Tessa also comforts him, saying, “They’re missing out, not knowing you,” and kissing the top of his head.

“I thought of you,” Brian says. “I thought, looking at them, ‘At least I can hire a PI and get a look. Tess can’t do that.’ And after that, I was itching for an excuse, any excuse, to come see you. So when I’m buying the paper one day and I see you on the travel magazine, I was like, ‘Well, there we go.’ ”

Tessa says, “There we go,” and then she begins confessing. About how she hired a PI, too, and he turned up five women who might have thrown a baby in a Spokane Dumpster, but one of the women was black, one Latina, so that made three, since Tessa is whitest white. How the trail led into the mountains of northern Washington State, another trail to Canada, another to Florida, and Tessa decided it didn’t matter. She didn’t need to know. She was fine by herself, she was okay alone. But she wasn’t, she says; she isn’t. She’s been imagining Brian beside her in bed since he left for the motocross circuit when she was fourteen, and she’s been imagining him sexually since before that, from about thirteen. She had a dream about him kissing her and touching her naked body when she was thirteen years old and he was asleep two feet away from her.
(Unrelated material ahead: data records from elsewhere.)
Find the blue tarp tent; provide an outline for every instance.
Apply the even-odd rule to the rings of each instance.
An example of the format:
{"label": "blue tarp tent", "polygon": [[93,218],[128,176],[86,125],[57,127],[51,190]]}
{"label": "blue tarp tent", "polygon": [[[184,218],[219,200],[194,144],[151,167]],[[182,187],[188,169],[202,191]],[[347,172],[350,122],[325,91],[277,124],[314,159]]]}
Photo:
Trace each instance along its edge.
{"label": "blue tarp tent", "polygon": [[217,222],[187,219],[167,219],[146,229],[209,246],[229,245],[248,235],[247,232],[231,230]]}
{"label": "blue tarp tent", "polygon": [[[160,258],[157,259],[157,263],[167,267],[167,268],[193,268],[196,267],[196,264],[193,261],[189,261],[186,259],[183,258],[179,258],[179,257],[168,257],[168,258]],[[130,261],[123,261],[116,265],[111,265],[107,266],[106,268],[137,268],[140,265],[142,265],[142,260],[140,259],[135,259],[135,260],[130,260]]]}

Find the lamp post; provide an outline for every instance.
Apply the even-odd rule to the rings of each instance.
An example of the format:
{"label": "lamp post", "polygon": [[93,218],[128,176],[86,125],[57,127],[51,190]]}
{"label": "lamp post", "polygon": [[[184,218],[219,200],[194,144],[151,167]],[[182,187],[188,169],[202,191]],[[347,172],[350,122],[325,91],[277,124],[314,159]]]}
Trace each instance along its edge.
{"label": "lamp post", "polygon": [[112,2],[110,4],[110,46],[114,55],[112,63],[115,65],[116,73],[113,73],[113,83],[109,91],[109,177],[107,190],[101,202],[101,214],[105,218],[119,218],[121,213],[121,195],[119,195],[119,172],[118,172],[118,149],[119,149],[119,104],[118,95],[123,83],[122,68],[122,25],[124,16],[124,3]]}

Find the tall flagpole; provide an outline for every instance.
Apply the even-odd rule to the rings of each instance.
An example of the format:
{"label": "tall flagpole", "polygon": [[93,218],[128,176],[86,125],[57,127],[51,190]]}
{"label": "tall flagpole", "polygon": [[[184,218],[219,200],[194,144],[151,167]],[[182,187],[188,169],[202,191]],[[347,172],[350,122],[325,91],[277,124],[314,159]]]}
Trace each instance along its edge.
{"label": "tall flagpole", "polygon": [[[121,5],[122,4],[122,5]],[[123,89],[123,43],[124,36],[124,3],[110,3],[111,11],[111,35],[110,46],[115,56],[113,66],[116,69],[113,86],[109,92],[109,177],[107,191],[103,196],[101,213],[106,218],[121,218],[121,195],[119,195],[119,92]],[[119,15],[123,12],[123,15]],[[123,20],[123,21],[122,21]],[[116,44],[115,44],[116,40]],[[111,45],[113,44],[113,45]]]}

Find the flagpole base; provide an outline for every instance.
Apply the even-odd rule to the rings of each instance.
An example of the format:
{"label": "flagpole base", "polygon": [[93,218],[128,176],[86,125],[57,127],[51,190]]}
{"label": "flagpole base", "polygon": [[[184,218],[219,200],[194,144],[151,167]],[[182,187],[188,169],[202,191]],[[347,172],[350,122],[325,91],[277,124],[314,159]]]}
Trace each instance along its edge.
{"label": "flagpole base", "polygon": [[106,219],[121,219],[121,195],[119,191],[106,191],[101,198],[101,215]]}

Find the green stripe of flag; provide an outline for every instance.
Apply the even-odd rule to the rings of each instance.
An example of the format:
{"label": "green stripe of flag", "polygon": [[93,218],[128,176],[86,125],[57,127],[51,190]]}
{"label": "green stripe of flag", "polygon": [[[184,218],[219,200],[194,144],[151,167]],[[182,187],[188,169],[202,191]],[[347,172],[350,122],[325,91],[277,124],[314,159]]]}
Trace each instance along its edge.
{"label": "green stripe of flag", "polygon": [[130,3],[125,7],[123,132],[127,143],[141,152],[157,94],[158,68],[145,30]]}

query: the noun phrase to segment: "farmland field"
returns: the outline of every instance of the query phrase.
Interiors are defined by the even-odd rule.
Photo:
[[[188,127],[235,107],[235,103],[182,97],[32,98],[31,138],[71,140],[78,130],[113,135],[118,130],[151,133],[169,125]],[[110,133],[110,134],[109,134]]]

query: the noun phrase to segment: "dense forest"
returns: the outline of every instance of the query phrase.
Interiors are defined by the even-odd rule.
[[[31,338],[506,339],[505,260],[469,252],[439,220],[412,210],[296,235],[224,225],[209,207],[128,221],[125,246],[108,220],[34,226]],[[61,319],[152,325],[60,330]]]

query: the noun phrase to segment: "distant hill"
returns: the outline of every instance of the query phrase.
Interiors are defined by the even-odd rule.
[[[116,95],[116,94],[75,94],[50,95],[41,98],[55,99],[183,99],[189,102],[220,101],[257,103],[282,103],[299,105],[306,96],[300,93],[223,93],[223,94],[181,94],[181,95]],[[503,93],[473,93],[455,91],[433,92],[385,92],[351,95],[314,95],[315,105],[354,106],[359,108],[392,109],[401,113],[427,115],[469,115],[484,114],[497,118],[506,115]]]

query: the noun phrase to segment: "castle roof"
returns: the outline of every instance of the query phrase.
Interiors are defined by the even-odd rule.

Which was why she started sleeping in her own bed, down the hall.

Brian’s mouth falls open. “Are you serious?”

The Killer is winding up to kick the door of Room 1802, the deluxe penthouse. He doesn’t do it, because his phone lights up, in his hand, where he just finished sending a message to the Thinker about this unexpected turn of events: a scant few hours until the morning security shift arrives, two people left alive in the hotel, and he can’t get to them.

Well, four people alive: there’s also he, the Killer, and there’s also Jules, whose cries emanate through the door to Room 1801, the regular penthouse, which the Killer left open.

Six people left alive, counting the twentieth floor.

Jules sounds—disturbingly childlike. She’s still in her corner. She looks at Justin, and she cries and she cries. It never takes the form of a word, like “Help.” It sounds like a siren whose batteries are dying.